Seine Nasenspitze war grün, da war sich Kouha sicher. Und mit jeder Minute die verging, wurde sie grüner. Er hatte es nicht sofort gemerkt als er in das Zimmer geplatzt war. Es hatte sich viel mehr leise angeschlichen und ihn von hinten überfallen, wie es meist nur die gemeinsten und hinterhältigsten Gerüche wagten.

Sein Bruder dagegen schien es gar nicht wahrzunehmen. Vielleicht kam es auch von ihm. Vielleicht hatte er in seiner zweiwöchigen Abwesenheit angefangen zu schim-

 

„Verstehst du?“

 

Kouha blickte auf und schenkte seinem Bruder ein gequältes Nicken. Er hatte keine Ahnung wovon er gerade sprach. Trotzdem war es nicht klug das zuzugeben. Er hatte ihn geweckt um ihn nach den Rechnungen zu fragen. Jetzt nicht zuzuhören, würde ihm die Höchststrafe einbringen.

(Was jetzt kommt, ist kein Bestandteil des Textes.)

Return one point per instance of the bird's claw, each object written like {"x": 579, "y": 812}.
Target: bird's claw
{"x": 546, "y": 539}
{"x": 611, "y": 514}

Vorsichtig schielte er in Richtung Fächer.

Nein, der roch auch nicht wie ein faules Ei. Er sah nur ein ganz klein wenig gerupfter aus als sonst. Kouha schluckte und fühlte sich prompt noch schlechter.

Er hasste diesen Fächer, selbst wenn er nicht der Grund für sein momentanes Unwohlsein war. Er lehnte sich zurück, nur um im nächsten Moment wieder nach vorne zu rutschen. In dieser Richtung wurde es schlimmer. Definitiv, viel viel schlimmer!

 

Vielleicht kam der Geruch aus Koumeis Bett?

Unauffällig schielte er zu dem Berg aus Decken. Waren sie letzte Woche gewechselt worden, wie von Bruder Kouen befohlen? Koumei musste er nicht fragen, dem war das egal. Hauptsache er hatte einen weichen Platz zum schlafen. Kouha hielt den Atem an und rutschte erneut nach hinten. Irgendwo musste die Quelle des Gestanks doch sein.

 

Im Regal, bei Koumeis Schriftrollen?

Eher nicht.

 

In seiner Kleidertruhe?

Vielleicht, aber der Deckel war geschlossen und der Geruch konnte sich unmöglich durch das dicke Holz gefressen haben.

 

Er blickte zum rettenden Fenster.

Wenn er es öffnen konn -

 

„Nein.“

Kouha rutschte erneut auf seinem Platz herum. „Wie?“

„Ich sagte nein.“

Kouha legte den Kopf schief.

„Mei-nii-chan?“, flötete er, doch es klang widerlich erstickt.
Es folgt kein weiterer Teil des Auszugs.